Yap, malam itu, menjadi malam terakhir yang aku habiskan hanya berdua dengan si Koko. Karena mulai besok, malam kami akan lebih ramai dengan kehadiran si dd. Meski hari telah berganti, kami masih mengobrol, bahagia dan takjub dengan proses melahirkan yang barusan terjadi. Semua terjadi dengan cepat dan selancar itu. Yang sore tadi nggak ada pikiran kalau mau melahirkan hari itu juga, tau-tau udah kempes aja nih perut. Bener-bener proses melahirkan penuh cinta sih menurutku.
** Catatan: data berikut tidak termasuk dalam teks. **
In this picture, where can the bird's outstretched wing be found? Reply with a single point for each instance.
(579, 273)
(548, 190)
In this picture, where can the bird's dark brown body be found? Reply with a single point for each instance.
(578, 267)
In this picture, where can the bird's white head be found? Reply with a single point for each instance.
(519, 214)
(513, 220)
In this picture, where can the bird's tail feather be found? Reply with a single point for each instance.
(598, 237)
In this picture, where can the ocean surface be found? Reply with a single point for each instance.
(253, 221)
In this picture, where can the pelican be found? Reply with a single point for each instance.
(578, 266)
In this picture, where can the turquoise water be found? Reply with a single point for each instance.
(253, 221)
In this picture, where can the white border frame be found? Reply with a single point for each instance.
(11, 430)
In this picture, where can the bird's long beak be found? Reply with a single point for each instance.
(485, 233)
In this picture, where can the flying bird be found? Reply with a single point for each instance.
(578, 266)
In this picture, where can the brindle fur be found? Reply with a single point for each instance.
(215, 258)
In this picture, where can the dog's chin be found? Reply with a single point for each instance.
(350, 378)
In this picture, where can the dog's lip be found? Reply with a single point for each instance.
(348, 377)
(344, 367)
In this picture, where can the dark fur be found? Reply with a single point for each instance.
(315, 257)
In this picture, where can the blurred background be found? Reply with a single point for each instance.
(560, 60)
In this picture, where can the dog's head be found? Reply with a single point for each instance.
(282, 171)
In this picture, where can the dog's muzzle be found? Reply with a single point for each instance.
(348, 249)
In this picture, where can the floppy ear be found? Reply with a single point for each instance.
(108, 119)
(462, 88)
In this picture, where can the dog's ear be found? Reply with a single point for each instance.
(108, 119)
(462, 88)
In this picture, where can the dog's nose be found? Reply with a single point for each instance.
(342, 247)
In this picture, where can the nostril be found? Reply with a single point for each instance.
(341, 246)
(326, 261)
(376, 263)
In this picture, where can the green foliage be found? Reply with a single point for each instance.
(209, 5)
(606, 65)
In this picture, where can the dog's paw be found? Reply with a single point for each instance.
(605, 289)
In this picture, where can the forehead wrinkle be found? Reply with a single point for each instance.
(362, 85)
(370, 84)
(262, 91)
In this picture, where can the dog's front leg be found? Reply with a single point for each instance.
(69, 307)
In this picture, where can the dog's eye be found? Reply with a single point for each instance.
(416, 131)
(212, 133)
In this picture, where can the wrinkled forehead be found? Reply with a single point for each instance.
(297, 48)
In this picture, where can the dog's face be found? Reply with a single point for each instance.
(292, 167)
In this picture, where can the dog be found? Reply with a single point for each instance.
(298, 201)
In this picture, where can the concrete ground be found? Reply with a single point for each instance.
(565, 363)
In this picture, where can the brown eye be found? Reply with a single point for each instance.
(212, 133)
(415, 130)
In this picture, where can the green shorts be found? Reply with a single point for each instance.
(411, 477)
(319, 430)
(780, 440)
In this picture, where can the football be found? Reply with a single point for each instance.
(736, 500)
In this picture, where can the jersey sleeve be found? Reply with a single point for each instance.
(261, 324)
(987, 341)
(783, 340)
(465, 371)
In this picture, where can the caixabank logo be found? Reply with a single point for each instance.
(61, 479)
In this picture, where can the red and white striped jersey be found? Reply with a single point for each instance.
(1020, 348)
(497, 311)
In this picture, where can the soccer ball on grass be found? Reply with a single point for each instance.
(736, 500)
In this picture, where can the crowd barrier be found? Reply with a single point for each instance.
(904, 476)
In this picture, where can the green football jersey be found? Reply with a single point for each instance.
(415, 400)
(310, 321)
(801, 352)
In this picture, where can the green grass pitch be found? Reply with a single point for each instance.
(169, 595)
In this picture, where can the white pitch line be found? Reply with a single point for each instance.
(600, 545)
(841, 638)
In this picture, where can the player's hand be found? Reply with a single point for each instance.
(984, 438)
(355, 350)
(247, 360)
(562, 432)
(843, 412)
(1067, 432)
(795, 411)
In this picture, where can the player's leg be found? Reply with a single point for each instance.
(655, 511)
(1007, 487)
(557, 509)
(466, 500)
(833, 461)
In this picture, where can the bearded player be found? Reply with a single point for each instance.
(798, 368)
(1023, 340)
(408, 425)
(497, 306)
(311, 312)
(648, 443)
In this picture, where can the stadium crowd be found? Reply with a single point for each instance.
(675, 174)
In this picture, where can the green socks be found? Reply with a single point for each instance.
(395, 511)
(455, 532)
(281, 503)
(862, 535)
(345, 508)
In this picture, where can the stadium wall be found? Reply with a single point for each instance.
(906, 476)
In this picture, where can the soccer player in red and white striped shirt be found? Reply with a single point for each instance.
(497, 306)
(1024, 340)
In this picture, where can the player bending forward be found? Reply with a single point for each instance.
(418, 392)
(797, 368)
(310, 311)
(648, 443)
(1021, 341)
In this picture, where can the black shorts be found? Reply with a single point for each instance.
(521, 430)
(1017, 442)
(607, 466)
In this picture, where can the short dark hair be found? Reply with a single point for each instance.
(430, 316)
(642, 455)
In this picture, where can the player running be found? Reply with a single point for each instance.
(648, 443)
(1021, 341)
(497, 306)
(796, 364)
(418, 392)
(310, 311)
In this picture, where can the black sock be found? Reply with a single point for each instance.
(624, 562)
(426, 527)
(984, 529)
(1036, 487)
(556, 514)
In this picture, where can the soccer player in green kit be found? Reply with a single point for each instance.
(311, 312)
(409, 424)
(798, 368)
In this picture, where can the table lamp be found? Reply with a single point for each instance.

Saking bahagianya dengan support si Koko, malam itu walau terasa lelah tapi bahagia banget. Aku bersyukur bisa merasakan momen melahirkan penuh cinta ini.

Rasa bahagia masih membuncah dan membuatku nggak ingin memejamkan mata. Tapi melihat si Koko yang lelah, akhirnya aku memutuskan untuk memberinya kesempatan untuk istirahat juga. Kerika sunyi menjadi teman, aku mendengar suara desahan dan rintihan sakit dari kasur sebelah. Alhamdulillah, bumil lain baru masuk ruang bersalin waktu aku tengah mengejan (kata si Koko), jadi nggak terlalu menggangguku. Kalau masuk lebih cepat dan aku dengar ‘keluhannya’, entah gimana jadinya mentalku.

Terima kasih Ya Allah karena mengabulkan keinginanku untuk merasakan melahirkan nyaman. Situasi dan keadaan yang mendukung tidak akan terwujud jika bukan karena-Mu.

Terima kasih tubuhku sudah sekuat itu. Tentu kekuatan tubuh nggak instan karena butuh perjuangan selama hamil.

Terima kasih untuk si dd yang mau untuk kerjasama berjuang mencari jalan lahir, kamu pintar Nak.

Dan terima kasih untuk suamiku yang penuh cinta mendampingiku. I love you!